The script is fairly self-explanatory. First, it switches to (or opens) the CleanMyMac application, then runs the scan process. The script sleeps for five seconds, the searches for the 'scan finished' message, and goes to sleep again until that message is displayed. Then it performs the clean operation, and again waits for the 'clean finished' message. After this, it closes the application.

At no point is this script passing events directly to the application, nor is it querying the application to get information about its state; it's just examining the frame-buffer and looking for patterns which are similar to those specified in the script. On the Sikuli website, they claim their vision engine is smart enough to still work even if an application slightly changes it's visual style, but I haven't been able to test this.

This is the script for printing my day planner:

First, it closes then re-opens Pages so that it is in a predictable state. Then, the script manipulates the 'recent documents' drop-down, to open my 'Day Sheet 2' document. Notice that the script uses the 'wait' function frequently so that the vision engine isn't searching for an image before it has been drawn by the operating system.
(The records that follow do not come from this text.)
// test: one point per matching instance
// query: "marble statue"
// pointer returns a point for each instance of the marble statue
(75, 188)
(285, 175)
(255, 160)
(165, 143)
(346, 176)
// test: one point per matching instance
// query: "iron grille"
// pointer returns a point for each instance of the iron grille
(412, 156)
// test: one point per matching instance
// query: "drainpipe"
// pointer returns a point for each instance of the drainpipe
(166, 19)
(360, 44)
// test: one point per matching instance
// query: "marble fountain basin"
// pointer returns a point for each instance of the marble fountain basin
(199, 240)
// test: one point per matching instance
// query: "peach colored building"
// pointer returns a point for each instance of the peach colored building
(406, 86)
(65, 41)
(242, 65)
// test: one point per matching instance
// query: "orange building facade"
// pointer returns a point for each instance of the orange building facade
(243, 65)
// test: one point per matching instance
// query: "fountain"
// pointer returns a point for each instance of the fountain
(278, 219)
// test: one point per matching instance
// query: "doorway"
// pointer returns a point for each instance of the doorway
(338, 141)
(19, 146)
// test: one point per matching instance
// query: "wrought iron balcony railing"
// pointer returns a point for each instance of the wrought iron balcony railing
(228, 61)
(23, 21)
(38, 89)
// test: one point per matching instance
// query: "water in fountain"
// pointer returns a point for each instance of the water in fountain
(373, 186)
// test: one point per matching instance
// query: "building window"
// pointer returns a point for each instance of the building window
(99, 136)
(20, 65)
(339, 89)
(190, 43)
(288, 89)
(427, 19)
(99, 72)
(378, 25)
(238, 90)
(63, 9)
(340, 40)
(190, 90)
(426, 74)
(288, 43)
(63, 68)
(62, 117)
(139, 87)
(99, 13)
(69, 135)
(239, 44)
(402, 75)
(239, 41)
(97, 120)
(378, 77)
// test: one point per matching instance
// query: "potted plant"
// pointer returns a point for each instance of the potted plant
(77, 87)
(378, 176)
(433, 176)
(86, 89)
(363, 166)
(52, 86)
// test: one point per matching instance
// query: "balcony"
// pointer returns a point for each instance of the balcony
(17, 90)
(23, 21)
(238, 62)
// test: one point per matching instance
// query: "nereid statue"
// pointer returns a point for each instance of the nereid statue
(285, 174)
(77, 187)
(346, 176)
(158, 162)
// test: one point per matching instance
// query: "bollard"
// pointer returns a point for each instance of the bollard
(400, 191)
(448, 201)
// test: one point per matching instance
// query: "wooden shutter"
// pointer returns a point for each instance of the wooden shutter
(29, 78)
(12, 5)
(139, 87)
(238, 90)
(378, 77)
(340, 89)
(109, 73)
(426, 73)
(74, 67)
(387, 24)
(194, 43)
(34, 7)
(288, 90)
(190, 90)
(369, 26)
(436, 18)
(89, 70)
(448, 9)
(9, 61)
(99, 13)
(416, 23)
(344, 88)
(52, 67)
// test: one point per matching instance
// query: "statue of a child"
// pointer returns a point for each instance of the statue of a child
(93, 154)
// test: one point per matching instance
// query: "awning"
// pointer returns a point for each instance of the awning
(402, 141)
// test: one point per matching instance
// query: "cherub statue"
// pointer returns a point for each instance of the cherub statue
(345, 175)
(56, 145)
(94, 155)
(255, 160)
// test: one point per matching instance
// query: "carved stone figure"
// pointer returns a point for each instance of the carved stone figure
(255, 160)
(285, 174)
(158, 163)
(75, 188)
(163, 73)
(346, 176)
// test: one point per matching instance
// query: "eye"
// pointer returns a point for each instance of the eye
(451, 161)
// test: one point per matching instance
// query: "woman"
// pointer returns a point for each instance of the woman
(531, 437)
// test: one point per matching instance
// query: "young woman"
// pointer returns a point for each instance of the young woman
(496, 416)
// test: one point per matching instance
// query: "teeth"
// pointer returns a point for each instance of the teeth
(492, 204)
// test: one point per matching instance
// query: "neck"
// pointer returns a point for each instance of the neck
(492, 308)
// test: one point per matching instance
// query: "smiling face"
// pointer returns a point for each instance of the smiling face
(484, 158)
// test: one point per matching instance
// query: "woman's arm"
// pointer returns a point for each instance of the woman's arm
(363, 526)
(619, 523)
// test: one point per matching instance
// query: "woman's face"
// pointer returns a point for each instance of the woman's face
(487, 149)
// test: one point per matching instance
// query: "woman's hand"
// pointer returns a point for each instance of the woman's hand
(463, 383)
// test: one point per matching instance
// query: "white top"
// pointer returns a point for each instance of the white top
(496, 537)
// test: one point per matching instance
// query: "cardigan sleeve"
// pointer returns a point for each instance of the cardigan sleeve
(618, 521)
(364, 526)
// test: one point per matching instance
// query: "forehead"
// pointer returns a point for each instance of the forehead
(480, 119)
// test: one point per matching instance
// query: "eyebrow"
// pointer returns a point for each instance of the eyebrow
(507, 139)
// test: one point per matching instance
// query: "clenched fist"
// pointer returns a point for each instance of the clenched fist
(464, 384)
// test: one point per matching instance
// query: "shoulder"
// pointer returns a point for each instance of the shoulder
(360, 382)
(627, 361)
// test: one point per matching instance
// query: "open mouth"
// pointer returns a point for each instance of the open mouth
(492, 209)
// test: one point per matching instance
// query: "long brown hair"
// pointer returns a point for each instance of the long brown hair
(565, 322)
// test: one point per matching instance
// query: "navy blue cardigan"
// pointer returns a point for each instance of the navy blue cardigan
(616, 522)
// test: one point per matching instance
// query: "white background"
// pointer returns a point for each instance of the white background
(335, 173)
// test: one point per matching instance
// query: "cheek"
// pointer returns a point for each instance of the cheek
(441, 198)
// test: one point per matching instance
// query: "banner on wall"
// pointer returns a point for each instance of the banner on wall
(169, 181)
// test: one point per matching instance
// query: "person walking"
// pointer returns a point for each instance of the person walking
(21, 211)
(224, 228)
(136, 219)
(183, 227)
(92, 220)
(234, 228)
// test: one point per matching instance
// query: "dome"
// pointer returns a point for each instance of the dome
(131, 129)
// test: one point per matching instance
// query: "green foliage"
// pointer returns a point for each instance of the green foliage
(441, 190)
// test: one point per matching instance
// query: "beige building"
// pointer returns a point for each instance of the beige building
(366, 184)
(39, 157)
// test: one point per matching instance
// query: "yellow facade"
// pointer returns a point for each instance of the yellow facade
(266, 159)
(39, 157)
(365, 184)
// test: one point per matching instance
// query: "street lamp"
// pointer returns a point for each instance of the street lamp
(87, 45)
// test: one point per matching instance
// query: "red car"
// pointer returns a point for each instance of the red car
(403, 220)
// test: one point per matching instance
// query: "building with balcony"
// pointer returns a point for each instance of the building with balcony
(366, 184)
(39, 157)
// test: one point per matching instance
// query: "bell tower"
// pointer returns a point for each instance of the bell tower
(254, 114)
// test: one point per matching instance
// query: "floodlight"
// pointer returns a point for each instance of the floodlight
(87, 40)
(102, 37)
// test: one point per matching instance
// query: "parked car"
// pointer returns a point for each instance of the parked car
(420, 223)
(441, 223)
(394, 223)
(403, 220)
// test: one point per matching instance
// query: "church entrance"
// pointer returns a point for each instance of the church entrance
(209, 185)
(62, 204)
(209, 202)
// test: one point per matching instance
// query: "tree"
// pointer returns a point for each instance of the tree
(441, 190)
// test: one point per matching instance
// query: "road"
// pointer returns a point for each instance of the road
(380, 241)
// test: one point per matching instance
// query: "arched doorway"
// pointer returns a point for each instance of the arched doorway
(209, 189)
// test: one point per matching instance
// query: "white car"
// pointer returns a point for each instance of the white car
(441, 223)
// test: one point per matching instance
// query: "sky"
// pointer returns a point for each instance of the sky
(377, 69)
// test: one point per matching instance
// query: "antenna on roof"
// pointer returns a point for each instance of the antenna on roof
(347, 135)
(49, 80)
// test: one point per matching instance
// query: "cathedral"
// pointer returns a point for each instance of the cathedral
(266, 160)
Once the document is open, we pass the operating system the ⌘P keyboard shortcut to open the print dialogue, then click 'print'. Finally, Pages is closed, and I check my printer tray. Here's a screen-cast of this in action. Note that I use the 'Run and show each action' button to start the script. This way, you can see the vision engine matching and highlighting each element on the screen:

Sikuli does have some limitations; You can't copy and paste between scripts, which I think is due to how the IDE stores image region data on the filesystem. Also, scripts seem wedded to the IDE, so you can't launch a script without needing to click the 'run' button in the IDE, but as the IDE is really just a thin wrapper over an underlying Jython instance, I'm sure this would be possible with a little more digging.

The obvious next step is to properly test how well Sikuli does deal with visual changes; using Sikuli to test web applications would be a great addition to the toolbox (and it would eliminate the problems with brittle tools like Selenium), and the IDE and language is simple enough for non-programmers to take some of the burden of writing tests.

I'm quite looking forward to the future of Sikuli. I'd like to see this visual search technology make it into more traditional scripting environments like AppleScript, though I'm not sure that'll happen any time soon, but anything which reduces reliance on bending traditional accessibility frameworks to perform in this role is a step forward.